Today was the first day I've been home alone since moving back here. It was appropriately weird, I guess, but it doesn't suck. I'm 22 and a college grad; I should not be talking about being home alone like it's some sort of phenomenon. What makes it so unbearable is the lack of work. Or rather, lack of productive things to do. I'm not even interested in a traditional career right now, but I'd love to work somewhere fun that gets me out of the house and meeting people and doing people a service. (And I'm sure people will say "oh, great attitude, go waste your life." Well, screw that. I have my reasons.)

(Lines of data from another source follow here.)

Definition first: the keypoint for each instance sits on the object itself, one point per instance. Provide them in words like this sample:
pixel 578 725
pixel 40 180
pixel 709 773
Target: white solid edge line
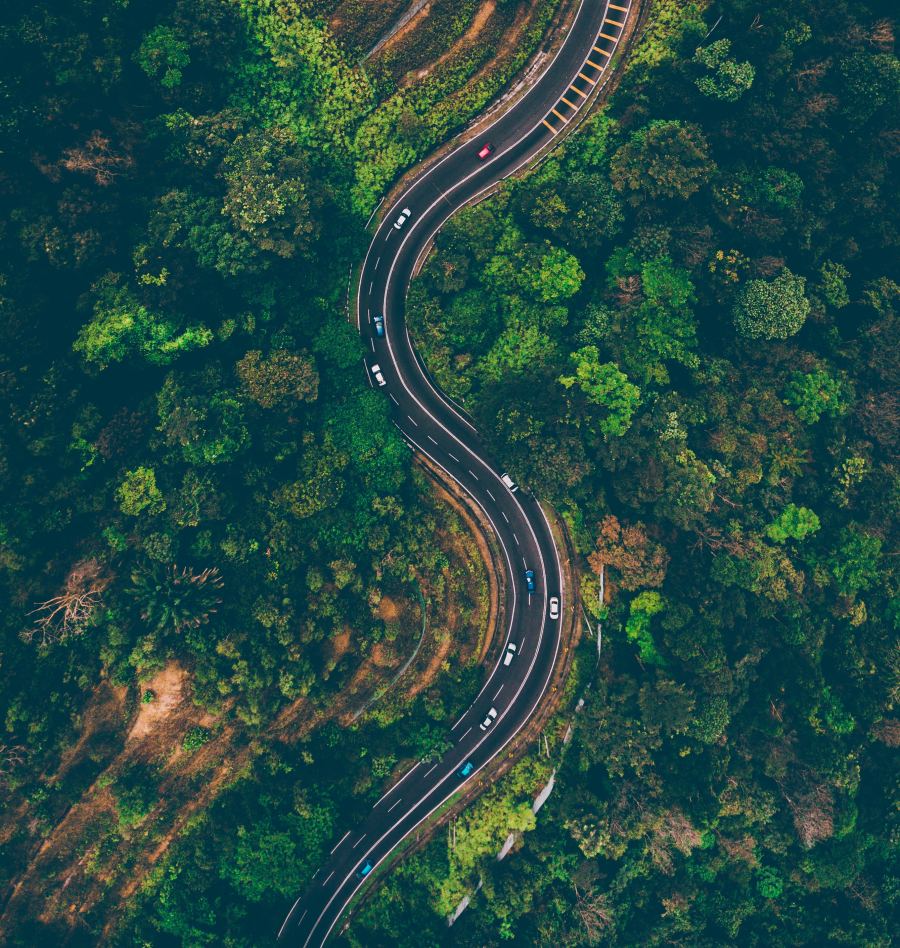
pixel 474 750
pixel 340 841
pixel 553 543
pixel 390 790
pixel 535 84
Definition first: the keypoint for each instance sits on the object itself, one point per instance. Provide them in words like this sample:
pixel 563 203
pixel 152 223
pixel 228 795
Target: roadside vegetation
pixel 215 550
pixel 213 543
pixel 683 330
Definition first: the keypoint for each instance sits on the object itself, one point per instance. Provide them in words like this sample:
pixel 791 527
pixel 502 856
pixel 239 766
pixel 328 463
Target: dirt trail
pixel 485 12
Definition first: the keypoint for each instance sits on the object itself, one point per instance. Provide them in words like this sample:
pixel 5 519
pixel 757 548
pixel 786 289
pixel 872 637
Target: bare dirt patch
pixel 483 14
pixel 340 645
pixel 388 610
pixel 168 686
pixel 412 24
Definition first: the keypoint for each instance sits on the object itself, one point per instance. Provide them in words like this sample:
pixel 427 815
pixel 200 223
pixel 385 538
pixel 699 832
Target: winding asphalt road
pixel 432 425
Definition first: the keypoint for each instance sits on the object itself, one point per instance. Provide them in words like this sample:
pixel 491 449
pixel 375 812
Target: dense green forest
pixel 681 330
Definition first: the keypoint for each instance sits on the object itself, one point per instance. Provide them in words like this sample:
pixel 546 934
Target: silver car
pixel 489 720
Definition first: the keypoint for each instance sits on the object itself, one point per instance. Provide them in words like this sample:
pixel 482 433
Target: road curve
pixel 433 426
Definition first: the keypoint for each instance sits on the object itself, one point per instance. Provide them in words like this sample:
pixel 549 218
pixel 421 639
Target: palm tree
pixel 171 600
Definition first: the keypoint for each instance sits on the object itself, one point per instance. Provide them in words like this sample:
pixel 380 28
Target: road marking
pixel 535 85
pixel 397 784
pixel 339 842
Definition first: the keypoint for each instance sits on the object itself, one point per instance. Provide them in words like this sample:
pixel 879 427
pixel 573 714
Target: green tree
pixel 268 198
pixel 172 599
pixel 163 55
pixel 773 309
pixel 834 285
pixel 606 386
pixel 643 607
pixel 794 523
pixel 816 393
pixel 121 326
pixel 138 493
pixel 854 564
pixel 725 79
pixel 665 159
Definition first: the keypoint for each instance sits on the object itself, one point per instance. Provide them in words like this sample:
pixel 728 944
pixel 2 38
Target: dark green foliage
pixel 730 778
pixel 682 330
pixel 172 599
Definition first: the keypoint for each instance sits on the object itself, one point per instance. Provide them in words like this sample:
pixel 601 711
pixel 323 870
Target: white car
pixel 489 720
pixel 511 485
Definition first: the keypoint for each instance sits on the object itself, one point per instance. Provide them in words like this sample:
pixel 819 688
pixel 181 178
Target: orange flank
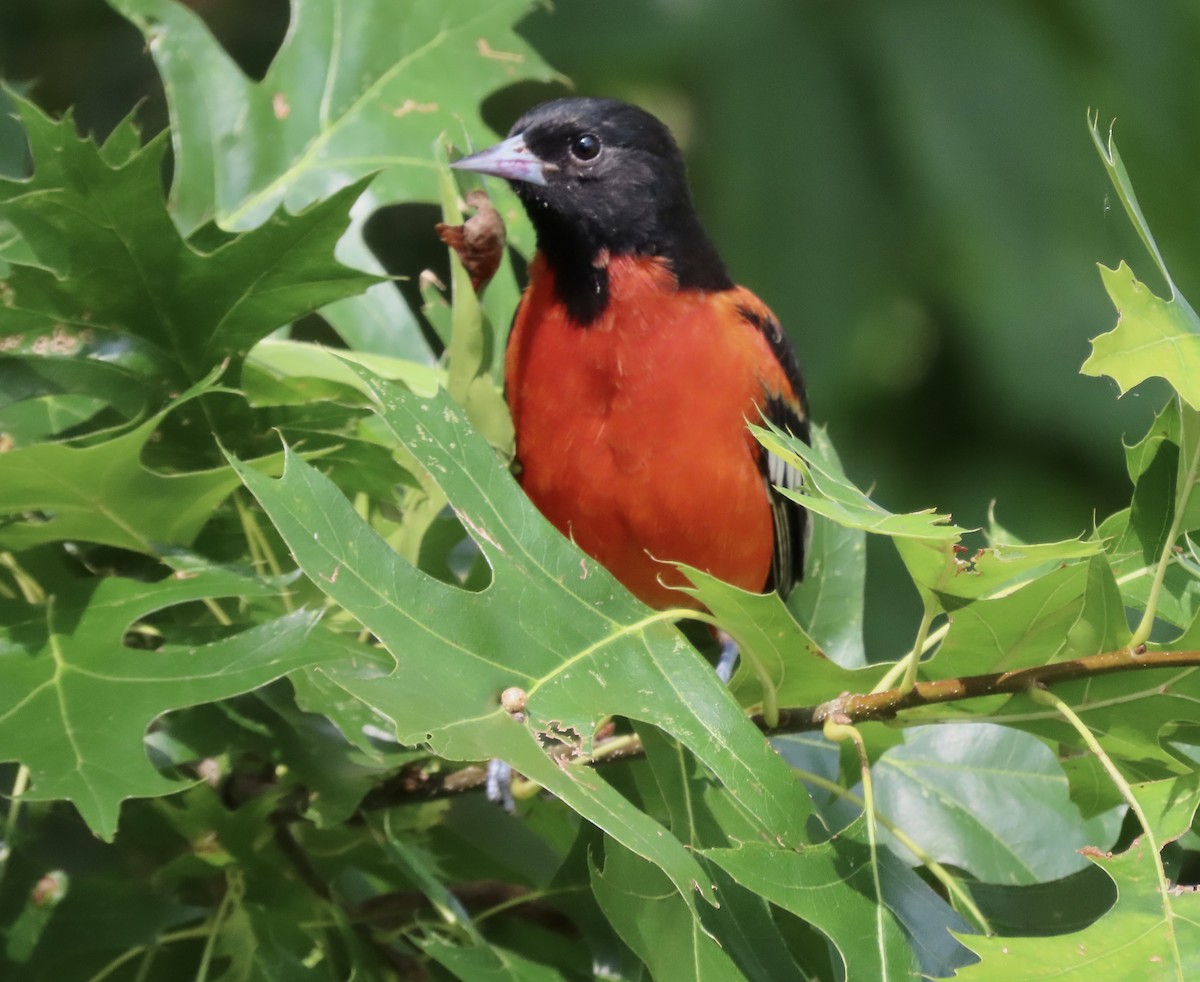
pixel 631 431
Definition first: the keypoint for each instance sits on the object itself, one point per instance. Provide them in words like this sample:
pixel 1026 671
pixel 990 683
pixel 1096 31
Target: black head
pixel 600 177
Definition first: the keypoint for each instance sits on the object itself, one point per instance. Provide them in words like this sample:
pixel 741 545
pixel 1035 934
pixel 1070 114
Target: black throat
pixel 579 257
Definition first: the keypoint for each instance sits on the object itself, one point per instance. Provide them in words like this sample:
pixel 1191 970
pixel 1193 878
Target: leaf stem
pixel 939 872
pixel 19 783
pixel 906 668
pixel 838 728
pixel 1141 634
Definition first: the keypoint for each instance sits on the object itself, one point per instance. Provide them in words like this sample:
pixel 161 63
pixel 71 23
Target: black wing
pixel 789 411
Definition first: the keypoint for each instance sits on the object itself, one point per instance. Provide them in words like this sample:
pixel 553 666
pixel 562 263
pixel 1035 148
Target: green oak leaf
pixel 952 788
pixel 829 886
pixel 1147 934
pixel 1152 336
pixel 657 923
pixel 358 87
pixel 77 701
pixel 102 492
pixel 112 265
pixel 551 622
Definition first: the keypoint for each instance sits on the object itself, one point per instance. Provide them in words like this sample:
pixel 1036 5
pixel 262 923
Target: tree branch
pixel 417 784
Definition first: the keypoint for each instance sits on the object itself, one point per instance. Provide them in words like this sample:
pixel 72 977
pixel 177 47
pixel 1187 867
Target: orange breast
pixel 631 432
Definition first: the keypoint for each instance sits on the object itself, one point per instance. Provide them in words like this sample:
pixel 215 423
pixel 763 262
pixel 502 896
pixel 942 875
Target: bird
pixel 635 363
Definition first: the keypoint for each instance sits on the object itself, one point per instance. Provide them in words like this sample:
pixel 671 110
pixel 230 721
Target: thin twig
pixel 417 784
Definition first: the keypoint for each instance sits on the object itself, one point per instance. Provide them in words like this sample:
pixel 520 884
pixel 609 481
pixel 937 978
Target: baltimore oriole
pixel 635 363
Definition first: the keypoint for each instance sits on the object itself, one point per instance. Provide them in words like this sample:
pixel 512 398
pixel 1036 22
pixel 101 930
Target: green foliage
pixel 259 600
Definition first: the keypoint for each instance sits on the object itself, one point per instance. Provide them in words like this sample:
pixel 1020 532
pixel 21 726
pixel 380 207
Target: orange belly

I had my third interview with the coffeehouse down the street from me today, and for the first time I feel like I blew it. I hope I didn't. I had to go in and meet the owner, which I think is great - they're independently owned and surprisingly thorough. My first two interviews with the manager went great. Today the owner was asking me some of the same stuff, plus a lot of things about if was getting my own place any time soon, etc, which I thought was sort of unnecessary, but maybe he's just gauging everything - and I have to remember, I've only ever had one real job in my whole life (which is more than many people my age, but still...) and I'm still learning the ropes of interviewing. He was very warm and friendly and seemed easy to talk to, and so of course when he asked me if I had been looking for anything else I went ahead and mentioned the after-school teacher training because why not? It's a month away and there's no guarantee it'll come to anything, and it's all in the afternoons so it ideally won't conflict with coffee. And at the time, it seemed okay to mention, although now I realize I shouldn't have, even though he didn't seem to be indicating things one way or the other.
I just really want to work there and I hope hope hope I didn't blow it. That and the teaching gig would be lovely for a while - teaching drama is in my field and the coffeehouse is part of a cool little bohemian-y existence I always imagined it would be fun to have. And then I was going to just roll on from there.
And it's especially hard, now, to think I could blow an interview at a coffeehouse. It seems trivial - it's NOT, at all - but there's a certain amount of pride that comes with able to find something you think is good so soon out of school. It's not in my field, no, but it's the right environment for me at this particular time, I think. Which makes it important. Which makes it important enough, for the moment, to beat myself up over.
Because I don't have a clue what I'm doing.